Prevention of acute graft-vs-host disease by a single low-dose cyclophosphamide injection following allogeneic bone marrow transplantation.

作者信息

Prigozhina Tatyana B, Elkin Gregory, Khitrin Sofia, Slavin Shimon

机构信息

Department of Bone Marrow Transplantation, Hadassah University Hospital, Jerusalem, Israel.

出版信息

Exp Hematol. 2008 Dec;36(12):1750-9. doi: 10.1016/j.exphem.2008.07.002. Epub 2008 Sep 21.

DOI:10.1016/j.exphem.2008.07.002
PMID:18809241
Abstract

OBJECTIVE

Previously, we documented that conditioning based on donor-specific cell transfusion (DST) and subsequent selective depletion of activated donor-reactive cells by cyclophosphamide (CY) facilitates alloengraftment in a murine transplantation model.
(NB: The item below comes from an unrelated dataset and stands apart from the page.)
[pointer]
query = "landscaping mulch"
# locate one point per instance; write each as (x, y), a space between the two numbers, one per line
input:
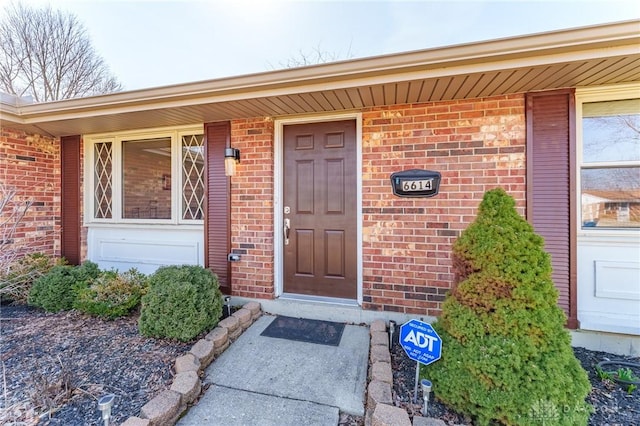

Transplantation event represents a strong immunogenic stimulus for host-reactive donor T cells that induce graft-vs-host disease (GVHD). Therefore, in this study, we addressed the question of whether a single posttransplantation CY administration (CY2) can prevent acute GVHD-related mortality without compromising engraftment of allogeneic transplant.

MATERIALS AND METHODS

Splenocyte-enriched C57BL/6 bone marrow was transplanted to BALB/c recipients after mild irradiation, and conditioning with DST and 100 mg/kg CY. Following transplantation, recipients were left untreated or given on a specified day a single CY2 injection (50 mg/kg). All animals were monitored for survival, chimerism, and clinical signs of GVHD. Experimental mice that received BCL1 leukemia cells before transplantation were monitored for leukemia-related mortality as well.

RESULTS

Animals that received no CY2 after transplantation died of acute GVHD. A single low-dose CY2 treatment within the first 5 days after transplantation prevented mortality in most recipients. However, only CY2 administration on days +1 or +5 preserved chimerism. Most chimeras survived GVHD-free for >200 days. Prolonged persistence of host-reactive T cells in mice (CY2 on day +5) permitted a reduction to be made in engraftment-essential irradiation dose and preserved a strong graft-vs-leukemia effect of transplantation.

CONCLUSION

Acute GVHD can be prevented in mice by a single properly timed posttransplantation low-dose CY administration.

摘要

目的

此前,我们记录了基于供体特异性细胞输注(DST)的预处理以及随后用环磷酰胺(CY)选择性清除活化的供体反应性细胞,可促进小鼠移植模型中的异基因移植。移植事件对诱导移植物抗宿主病(GVHD)的宿主反应性供体T细胞而言是一种强烈的免疫原性刺激。因此,在本研究中,我们探讨了移植后单次给予CY(CY2)能否预防急性GVHD相关死亡,同时又不影响异基因移植的植入。

材料与方法

轻度照射后,将富含脾细胞的C57BL/6骨髓移植到BALB/c受体,并进行DST和100mg/kg CY预处理。移植后,受体不进行处理或在指定日期给予单次CY2注射(50mg/kg)。监测所有动物的生存情况、嵌合现象和GVHD的临床体征。对移植前接受BCL1白血病细胞的实验小鼠也监测白血病相关死亡情况。

结果

移植后未接受CY2的动物死于急性GVHD。移植后前5天内单次低剂量CY2治疗可防止大多数受体死亡。然而,仅在第+1天或第+5天给予CY2可维持嵌合现象。大多数嵌合体无GVHD存活超过200天。小鼠体内宿主反应性T细胞的长期存在(第+5天给予CY2)使得可以降低对植入至关重要的照射剂量,并保留移植的强大移植物抗白血病效应。

结论

移植后单次适时给予低剂量CY可预防小鼠急性GVHD。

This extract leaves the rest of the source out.